The Guidelines are the Centre’s way of saying “enough is enough.” They introduce several requirements that directly affect how players like Ola and Uber do business.
Let’s start with the fact that aggregators need to obtain a license. To get such a license, they must comply with obligations like –
(a) ensuring that drivers have a health insurance of at least ₹5 lakh and a term insurance of not less than ₹10 lakh which must be increased by 5 per cent each year;
(b) preventing drivers from logging in more than 12 hours a day, with a mandatory break of 10 hours in between;
(c) maintaining a 24x7 control room that is in uninterrupted contact with all vehicles; and,
(d) storing data generated on the apps on servers in India.
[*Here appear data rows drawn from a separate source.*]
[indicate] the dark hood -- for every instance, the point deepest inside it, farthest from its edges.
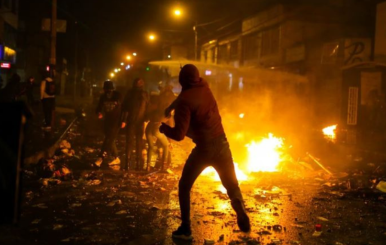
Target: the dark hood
(190, 77)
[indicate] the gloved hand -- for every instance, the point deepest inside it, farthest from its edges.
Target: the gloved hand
(162, 127)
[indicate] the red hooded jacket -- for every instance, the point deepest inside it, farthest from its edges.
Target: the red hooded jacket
(196, 112)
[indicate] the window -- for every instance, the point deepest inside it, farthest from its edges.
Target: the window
(251, 46)
(234, 50)
(223, 53)
(270, 41)
(14, 6)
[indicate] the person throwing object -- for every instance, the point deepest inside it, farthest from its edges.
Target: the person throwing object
(197, 116)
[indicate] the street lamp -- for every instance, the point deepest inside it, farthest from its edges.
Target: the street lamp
(177, 12)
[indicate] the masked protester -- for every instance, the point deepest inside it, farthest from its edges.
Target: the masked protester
(156, 116)
(109, 103)
(133, 115)
(47, 96)
(197, 116)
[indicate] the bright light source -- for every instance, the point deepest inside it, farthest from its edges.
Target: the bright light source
(177, 12)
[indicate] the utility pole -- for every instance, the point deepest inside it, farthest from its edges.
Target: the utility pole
(53, 38)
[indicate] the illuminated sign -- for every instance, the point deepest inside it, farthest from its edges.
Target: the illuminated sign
(5, 65)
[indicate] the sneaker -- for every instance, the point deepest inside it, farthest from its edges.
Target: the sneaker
(98, 162)
(116, 161)
(183, 233)
(242, 217)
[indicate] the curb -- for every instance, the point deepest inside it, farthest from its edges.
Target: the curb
(50, 151)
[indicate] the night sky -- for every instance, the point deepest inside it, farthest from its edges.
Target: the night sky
(109, 29)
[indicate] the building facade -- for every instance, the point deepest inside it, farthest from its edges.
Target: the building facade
(313, 39)
(8, 37)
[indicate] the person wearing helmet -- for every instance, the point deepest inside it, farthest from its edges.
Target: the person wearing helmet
(109, 108)
(197, 116)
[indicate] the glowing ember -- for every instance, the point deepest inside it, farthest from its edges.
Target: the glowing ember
(264, 156)
(329, 132)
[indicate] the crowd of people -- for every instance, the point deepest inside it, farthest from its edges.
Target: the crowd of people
(196, 115)
(131, 113)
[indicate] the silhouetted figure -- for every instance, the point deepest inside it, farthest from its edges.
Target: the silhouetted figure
(110, 104)
(47, 96)
(197, 116)
(156, 110)
(133, 115)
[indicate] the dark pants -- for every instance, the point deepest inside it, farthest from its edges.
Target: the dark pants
(216, 154)
(48, 110)
(152, 132)
(134, 130)
(111, 129)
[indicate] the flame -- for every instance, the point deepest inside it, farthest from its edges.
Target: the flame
(329, 132)
(265, 155)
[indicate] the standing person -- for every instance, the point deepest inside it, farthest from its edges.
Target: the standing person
(133, 114)
(29, 90)
(109, 103)
(197, 116)
(47, 96)
(156, 116)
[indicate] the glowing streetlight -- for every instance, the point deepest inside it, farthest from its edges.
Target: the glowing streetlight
(177, 12)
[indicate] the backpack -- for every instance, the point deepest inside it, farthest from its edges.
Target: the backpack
(50, 88)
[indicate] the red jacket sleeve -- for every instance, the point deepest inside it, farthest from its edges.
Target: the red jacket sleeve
(182, 122)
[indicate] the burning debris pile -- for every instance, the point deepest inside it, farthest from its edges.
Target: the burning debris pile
(54, 170)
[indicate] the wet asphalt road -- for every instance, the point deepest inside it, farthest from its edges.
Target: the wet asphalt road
(113, 207)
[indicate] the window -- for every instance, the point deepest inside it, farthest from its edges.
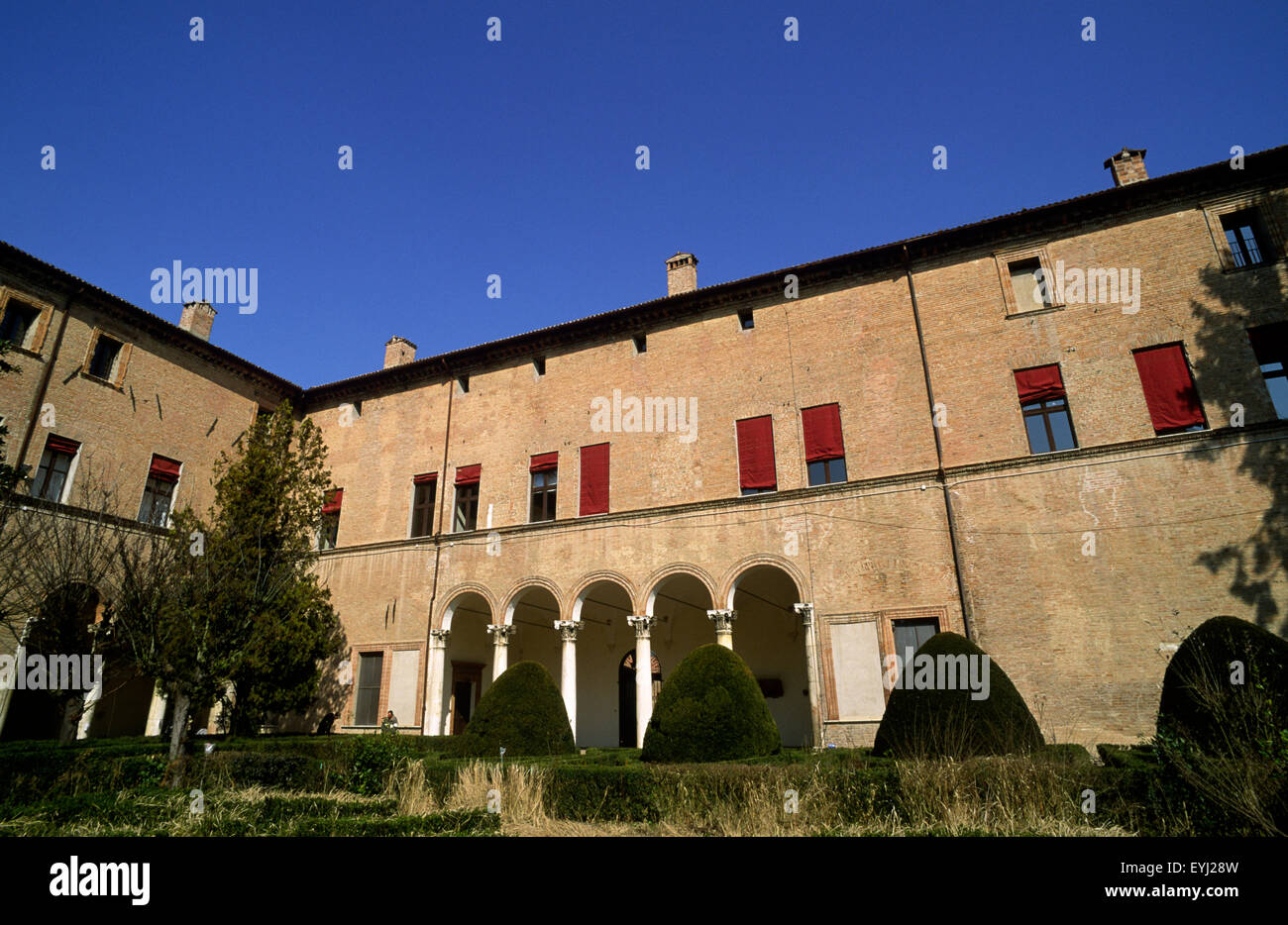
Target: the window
(545, 471)
(366, 709)
(1270, 344)
(467, 497)
(424, 487)
(1247, 239)
(756, 469)
(18, 322)
(103, 362)
(593, 479)
(55, 463)
(1044, 409)
(159, 491)
(824, 448)
(330, 530)
(1170, 393)
(1029, 285)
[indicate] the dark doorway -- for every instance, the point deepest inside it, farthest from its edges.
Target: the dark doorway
(626, 696)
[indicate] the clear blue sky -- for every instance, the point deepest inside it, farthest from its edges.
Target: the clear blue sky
(518, 157)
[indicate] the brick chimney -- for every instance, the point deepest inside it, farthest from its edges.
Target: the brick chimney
(682, 273)
(1128, 166)
(398, 351)
(197, 317)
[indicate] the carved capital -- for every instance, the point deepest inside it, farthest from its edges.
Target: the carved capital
(722, 620)
(805, 612)
(568, 629)
(642, 625)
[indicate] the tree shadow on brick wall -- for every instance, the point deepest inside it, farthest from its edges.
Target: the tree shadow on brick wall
(1227, 369)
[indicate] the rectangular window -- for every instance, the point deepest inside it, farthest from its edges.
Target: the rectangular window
(1028, 283)
(1044, 409)
(756, 469)
(107, 352)
(1270, 344)
(18, 322)
(1170, 393)
(467, 497)
(366, 709)
(545, 473)
(593, 479)
(330, 528)
(824, 448)
(159, 491)
(1247, 239)
(55, 462)
(424, 487)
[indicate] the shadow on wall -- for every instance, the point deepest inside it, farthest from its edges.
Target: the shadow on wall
(1248, 298)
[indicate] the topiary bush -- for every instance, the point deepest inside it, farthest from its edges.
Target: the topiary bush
(522, 711)
(709, 710)
(943, 720)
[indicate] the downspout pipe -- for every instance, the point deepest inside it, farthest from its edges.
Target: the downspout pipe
(939, 451)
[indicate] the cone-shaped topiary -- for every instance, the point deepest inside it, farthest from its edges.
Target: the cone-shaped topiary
(524, 713)
(709, 710)
(932, 711)
(1225, 690)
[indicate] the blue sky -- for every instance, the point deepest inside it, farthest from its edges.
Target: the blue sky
(518, 157)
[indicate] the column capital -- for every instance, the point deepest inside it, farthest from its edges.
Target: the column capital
(501, 633)
(642, 624)
(722, 620)
(568, 629)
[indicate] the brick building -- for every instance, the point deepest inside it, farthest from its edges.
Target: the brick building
(1037, 429)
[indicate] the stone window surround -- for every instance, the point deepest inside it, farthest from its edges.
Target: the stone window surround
(1004, 257)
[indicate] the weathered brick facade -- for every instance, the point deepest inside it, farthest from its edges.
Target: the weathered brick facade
(1078, 569)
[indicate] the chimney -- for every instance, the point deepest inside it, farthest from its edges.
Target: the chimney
(1128, 166)
(398, 351)
(197, 317)
(682, 273)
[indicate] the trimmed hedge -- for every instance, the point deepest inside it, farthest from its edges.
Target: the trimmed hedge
(524, 713)
(709, 710)
(947, 722)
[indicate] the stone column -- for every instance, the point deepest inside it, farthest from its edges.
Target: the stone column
(156, 713)
(724, 626)
(501, 634)
(433, 724)
(568, 668)
(643, 675)
(811, 670)
(91, 697)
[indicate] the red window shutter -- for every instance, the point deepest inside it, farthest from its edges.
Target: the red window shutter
(469, 474)
(593, 479)
(1039, 384)
(545, 462)
(822, 425)
(62, 445)
(333, 502)
(756, 453)
(1170, 393)
(163, 469)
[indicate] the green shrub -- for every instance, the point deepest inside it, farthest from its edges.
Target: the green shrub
(709, 710)
(945, 720)
(523, 713)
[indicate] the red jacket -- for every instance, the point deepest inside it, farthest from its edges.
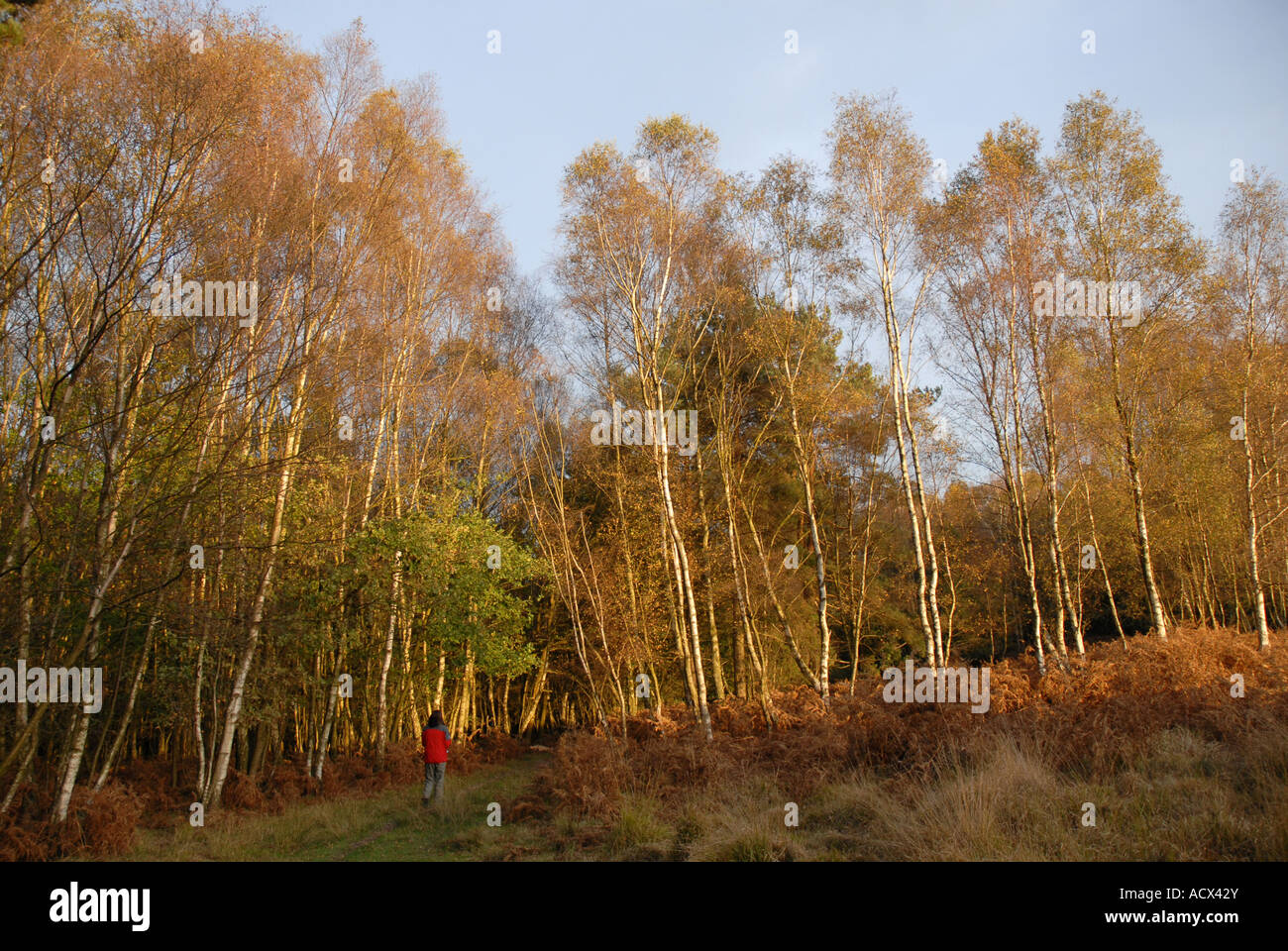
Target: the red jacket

What’s more? The Guidelines put a break on these companies’ pricing strategies. Aggregators can only retain 20 per cent of the fare on each ride and the remaining 80 per cent must go to the driver. The Guidelines also cap surge pricing at 1.5x the base fare.
If aggregators don’t comply, they can face penalties ranging from a fine to cancellation of the license.
Second Order Effects
Cab aggregators are still reeling from the impact of the lockdown. This move comes at a time when they’ve barely been able to restart their business.
The Guidelines can have also spill-over effects on drivers and users. In case of the former, a cap on the working hours and surge pricing will affect how much drivers earn. For users, it may lead to longer waiting times and a reduction in discounts.
There’s no doubt that the market needed to be regulated. But from the perspective of Ola, Uber, and co., the Guidelines have surely put a spanner in the wheel.